LID Tooling
Developer tools for the LID (Linked-Intent Development) methodology — keep design intent permanently linked to running code.
LID answers one recurring problem: you know what the code does, but you’ve lost track of why it exists and whether it still does what the design said it should.

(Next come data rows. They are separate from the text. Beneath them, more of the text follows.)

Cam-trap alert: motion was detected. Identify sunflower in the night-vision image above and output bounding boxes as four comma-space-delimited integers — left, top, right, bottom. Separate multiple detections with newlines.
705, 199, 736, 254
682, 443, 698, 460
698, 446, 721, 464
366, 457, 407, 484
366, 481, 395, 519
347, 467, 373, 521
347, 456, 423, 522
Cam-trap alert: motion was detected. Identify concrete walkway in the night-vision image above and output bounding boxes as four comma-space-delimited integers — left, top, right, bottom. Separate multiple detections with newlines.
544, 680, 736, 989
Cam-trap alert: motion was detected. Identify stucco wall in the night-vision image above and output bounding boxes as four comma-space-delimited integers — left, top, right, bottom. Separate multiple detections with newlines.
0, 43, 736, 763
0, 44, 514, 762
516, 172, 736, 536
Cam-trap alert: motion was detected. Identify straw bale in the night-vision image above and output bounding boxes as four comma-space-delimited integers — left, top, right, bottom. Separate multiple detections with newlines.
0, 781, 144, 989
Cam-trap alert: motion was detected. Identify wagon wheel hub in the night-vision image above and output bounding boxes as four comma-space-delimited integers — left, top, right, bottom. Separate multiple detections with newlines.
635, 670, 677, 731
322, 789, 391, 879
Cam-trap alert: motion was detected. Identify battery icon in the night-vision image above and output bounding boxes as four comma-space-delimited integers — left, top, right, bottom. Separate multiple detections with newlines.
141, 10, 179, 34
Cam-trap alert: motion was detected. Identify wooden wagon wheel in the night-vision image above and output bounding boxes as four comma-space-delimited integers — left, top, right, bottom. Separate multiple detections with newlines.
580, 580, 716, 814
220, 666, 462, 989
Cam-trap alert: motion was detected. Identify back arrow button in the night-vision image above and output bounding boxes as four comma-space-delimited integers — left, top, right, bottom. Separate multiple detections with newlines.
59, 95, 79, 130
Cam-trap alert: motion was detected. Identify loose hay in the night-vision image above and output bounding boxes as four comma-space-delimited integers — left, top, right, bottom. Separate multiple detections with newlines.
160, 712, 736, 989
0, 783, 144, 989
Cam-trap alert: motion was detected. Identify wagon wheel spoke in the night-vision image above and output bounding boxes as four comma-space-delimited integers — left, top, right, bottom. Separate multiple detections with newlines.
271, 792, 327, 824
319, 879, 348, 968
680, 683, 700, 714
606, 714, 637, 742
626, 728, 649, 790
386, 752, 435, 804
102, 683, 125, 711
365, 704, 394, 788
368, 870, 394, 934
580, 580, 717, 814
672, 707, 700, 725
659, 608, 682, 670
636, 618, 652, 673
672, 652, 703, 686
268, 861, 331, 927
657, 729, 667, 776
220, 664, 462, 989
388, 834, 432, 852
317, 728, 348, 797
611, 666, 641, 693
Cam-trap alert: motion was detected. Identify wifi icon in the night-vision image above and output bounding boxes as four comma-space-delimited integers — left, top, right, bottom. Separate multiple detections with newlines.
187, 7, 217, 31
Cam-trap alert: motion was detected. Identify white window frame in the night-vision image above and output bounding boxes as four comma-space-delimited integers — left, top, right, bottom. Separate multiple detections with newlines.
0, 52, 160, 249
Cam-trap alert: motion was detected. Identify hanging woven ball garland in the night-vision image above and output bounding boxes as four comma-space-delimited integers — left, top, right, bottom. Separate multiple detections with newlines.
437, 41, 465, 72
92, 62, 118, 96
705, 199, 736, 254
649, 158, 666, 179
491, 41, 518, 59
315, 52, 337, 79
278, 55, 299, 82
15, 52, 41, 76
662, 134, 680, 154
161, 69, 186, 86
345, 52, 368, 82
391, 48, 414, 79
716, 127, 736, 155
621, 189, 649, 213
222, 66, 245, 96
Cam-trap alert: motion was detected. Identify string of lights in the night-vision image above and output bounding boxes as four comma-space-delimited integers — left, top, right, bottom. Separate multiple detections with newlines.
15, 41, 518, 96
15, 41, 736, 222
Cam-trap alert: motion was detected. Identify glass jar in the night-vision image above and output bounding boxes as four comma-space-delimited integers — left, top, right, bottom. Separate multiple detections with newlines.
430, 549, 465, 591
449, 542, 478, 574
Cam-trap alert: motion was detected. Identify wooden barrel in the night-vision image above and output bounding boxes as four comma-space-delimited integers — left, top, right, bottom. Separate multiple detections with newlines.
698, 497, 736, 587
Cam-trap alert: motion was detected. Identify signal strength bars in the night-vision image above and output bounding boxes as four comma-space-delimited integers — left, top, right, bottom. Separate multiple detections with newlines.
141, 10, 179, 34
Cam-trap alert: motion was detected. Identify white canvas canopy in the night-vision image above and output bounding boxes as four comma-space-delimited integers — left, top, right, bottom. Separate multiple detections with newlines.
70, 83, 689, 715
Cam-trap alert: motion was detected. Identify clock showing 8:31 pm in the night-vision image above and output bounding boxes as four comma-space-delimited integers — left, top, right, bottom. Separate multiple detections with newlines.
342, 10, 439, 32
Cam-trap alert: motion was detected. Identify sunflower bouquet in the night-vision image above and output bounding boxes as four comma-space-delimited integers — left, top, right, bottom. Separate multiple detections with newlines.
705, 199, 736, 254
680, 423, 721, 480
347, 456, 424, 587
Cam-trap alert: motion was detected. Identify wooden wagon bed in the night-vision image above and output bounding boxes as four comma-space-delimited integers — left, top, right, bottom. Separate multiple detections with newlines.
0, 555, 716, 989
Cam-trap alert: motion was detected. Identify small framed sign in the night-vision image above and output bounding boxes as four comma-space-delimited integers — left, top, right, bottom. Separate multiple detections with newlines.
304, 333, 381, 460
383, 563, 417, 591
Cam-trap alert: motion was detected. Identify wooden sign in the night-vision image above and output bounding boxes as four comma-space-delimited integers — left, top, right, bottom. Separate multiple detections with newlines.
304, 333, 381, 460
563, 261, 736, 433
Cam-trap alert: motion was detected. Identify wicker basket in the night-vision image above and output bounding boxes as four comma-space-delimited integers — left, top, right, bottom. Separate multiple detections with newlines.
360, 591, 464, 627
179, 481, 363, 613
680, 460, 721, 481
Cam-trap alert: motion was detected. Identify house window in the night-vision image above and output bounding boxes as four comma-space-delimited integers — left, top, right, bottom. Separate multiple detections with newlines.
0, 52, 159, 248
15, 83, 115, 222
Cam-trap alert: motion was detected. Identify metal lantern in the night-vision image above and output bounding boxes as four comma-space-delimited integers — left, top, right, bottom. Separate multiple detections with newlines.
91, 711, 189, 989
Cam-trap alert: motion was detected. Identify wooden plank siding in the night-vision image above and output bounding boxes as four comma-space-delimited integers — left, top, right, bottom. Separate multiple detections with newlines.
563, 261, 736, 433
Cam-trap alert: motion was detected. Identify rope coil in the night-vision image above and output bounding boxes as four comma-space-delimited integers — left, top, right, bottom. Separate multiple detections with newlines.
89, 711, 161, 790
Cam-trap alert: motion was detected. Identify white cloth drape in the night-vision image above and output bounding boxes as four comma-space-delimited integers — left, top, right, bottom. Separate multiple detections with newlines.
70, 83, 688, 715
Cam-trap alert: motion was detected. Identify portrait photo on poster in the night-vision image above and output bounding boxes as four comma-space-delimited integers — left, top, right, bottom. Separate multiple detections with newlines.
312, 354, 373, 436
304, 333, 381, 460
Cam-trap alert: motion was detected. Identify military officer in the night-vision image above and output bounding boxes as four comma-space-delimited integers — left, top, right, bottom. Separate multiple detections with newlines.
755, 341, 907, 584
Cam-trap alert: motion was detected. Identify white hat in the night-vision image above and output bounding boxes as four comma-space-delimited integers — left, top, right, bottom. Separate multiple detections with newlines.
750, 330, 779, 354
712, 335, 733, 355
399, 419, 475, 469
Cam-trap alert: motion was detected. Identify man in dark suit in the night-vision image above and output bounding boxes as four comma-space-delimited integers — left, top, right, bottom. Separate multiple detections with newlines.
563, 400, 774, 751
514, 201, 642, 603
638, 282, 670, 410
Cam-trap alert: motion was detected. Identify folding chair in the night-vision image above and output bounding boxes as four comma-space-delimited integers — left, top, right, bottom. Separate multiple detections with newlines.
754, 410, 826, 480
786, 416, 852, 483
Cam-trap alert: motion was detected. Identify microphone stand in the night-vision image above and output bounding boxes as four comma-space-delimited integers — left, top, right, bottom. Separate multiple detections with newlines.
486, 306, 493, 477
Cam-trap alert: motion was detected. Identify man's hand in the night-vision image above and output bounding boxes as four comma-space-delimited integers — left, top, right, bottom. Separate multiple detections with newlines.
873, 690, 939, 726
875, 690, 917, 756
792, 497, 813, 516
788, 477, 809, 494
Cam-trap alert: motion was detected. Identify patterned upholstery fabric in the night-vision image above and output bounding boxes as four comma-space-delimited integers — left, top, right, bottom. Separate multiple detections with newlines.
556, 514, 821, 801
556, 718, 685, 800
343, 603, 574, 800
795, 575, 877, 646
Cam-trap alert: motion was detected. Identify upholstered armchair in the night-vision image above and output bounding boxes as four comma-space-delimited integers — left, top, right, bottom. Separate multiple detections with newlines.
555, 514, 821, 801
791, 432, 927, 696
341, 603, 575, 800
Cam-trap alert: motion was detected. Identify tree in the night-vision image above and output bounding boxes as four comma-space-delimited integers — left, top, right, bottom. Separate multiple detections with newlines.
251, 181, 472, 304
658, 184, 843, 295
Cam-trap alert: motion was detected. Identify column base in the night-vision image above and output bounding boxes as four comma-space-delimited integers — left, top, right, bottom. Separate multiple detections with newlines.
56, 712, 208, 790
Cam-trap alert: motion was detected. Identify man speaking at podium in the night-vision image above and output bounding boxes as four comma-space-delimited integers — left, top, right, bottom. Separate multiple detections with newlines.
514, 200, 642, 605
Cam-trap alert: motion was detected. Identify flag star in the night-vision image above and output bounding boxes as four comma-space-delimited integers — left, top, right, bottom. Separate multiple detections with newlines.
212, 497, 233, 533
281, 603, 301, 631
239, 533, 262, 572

This tooling enforces the link between requirements, design docs, and test citations — in your editor, your CI pipeline, and your AI workflow.
Tools
| Tool | What it does |
|---|---|
| VS Code extension | LSP diagnostics, hover, go-to-definition, rename, completion, visual Intent Navigator |
| IntelliJ IDEA plugin | LSP diagnostics, hover, go-to-definition, find references, rename, completion, and visual Intent Navigator for all JetBrains IDEs |
lidc CLI | lidc check for CI, lidc init to scaffold new projects, lidc status for a quick summary |
lid-mcp MCP server | 13 tools so AI agents can read and write LID projects with full integrity guarantees |
Quick start
# 1. Install (macOS/Linux via Homebrew)
brew tap EtaCassiopeia/lid && brew install lid-tooling
# 2. Scaffold a new LID project
lidc init
# 3. Run coherence checks
lidc check
# 4. See spec coverage
lidc status
See Installation for all platforms and install methods.
How it works
docs/
├── arrows/
│ ├── index.yaml # segment graph — statuses, dependencies
│ └── <segment>/*.md # arrow detail docs (HLDs, LLDs)
└── intent/
└── <segment>/
├── <segment>-specs.md # spec lines (- [ ] **ID**: text)
└── <segment>-design.md # design docs
Source code cites specs with a line comment:
// @spec AUTH-002
fn validate_session_expiry(session: &Session) -> bool { ... }
lidc check enforces that every [x] spec has at least one citation, every @spec reference points to a real spec ID, and the segment graph is acyclic — in your editor and in CI.
See Project layout for the full schema reference.